American author and activist (born 1970)

James Richard Tracy (born 1970) is an American author, poet and activist living in Oakland, California. He is the co-author (with Amy Sonnie) of Hillbilly Nationalists, Urban Race Rebels and Black Power: Community Organizing in Radical Times (Melville House Publishers 2012).

==Early life==

Tracy was born in Oakland, California in 1970. His family moved shortly thereafter to Vallejo, California.

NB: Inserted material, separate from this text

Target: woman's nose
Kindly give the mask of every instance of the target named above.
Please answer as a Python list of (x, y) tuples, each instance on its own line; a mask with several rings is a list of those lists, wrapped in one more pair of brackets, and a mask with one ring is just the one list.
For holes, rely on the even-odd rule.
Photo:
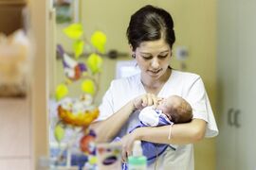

His father was a kindergarten teacher in the Richmond Unified School District. His mother worked a variety of jobs in the social work field. Tracy has two younger brothers.

Tracy credits several formative events in shaping his early political outlook. His first job was as a paper delivery person for the Vallejo Independent Press, a worker-owned newspaper founded by striking newspaper workers. This introduced the idea of worker self-management to him. In early 1989, the presence of Neo-Nazi organizers in Vallejo helped him form an anti-racist commitment.

==Housing organizing==
In 1992, Tracy co-founded the Eviction Defense Network (EDN) an organization which utilized direct action to prevent evictions. The EDN was invited to work alongside public housing residents organizing for the right-of-return in the federal HOPE VI program. Subsequently, he was a member of the Coalition On Homelessness, Mission Agenda, and the Mission Anti-Displacement Coalition.

==Teaching==
In 2023, Tracy was lecturing at San Francisco State University.

==Published work==
- The Civil Disobedience Handbook: A Brief History and Practical Guide for the Politically Disenchanted (Manic D Press, 2001)
- The Military Draft Handbook: A Brief History and Practical Guide for the Curious and Confused (Manic D Press, 2005)
- Molotov Mouths Outspoken Word Troupe: Explosive New Writing (Manic D Press, 2003)
- Avanti Popolo: Italian Americans Sail Beyond Columbus (co-editor) (Manic D Press, 2008)
- Sparks and Codes (Civil Defense Poetry, 2007)
- Hillbilly Nationalists, Urban Race Rebels and Black Power: Community Organizing in Radical Times (Melville House Publishers, 2012)
- Dispatches Against Displacement: Field Notes From San Francisco's Housing Wars (AK Press, 2014)
- No Fascist USA!: The John Brown Anti-Klan Committee and Lessons for Today’s Movements (co-authored with Hilary Moore) (City Lights Publishers, 2020)

===Anthologies and encyclopedia entries===
- “A Decade of Displacement,” The Political Edge, City Lights Publishers, 2009.
- “Rising Up: Poor, White and Angry in the New Left”, The Hidden 1970s, Histories of Radicalism Rutgers Press, 2010.
- “Henry David Thoreau,” Encyclopedia of Activism and Social Justice, New York University Press, February 2007.
- “Housing Movements,” Encyclopedia of Activism and Social Justice, New York University Press, February 2007.
- “Young Patriots Organization,” Encyclopedia of Activism and Social Justice, New York University Press, February 2007.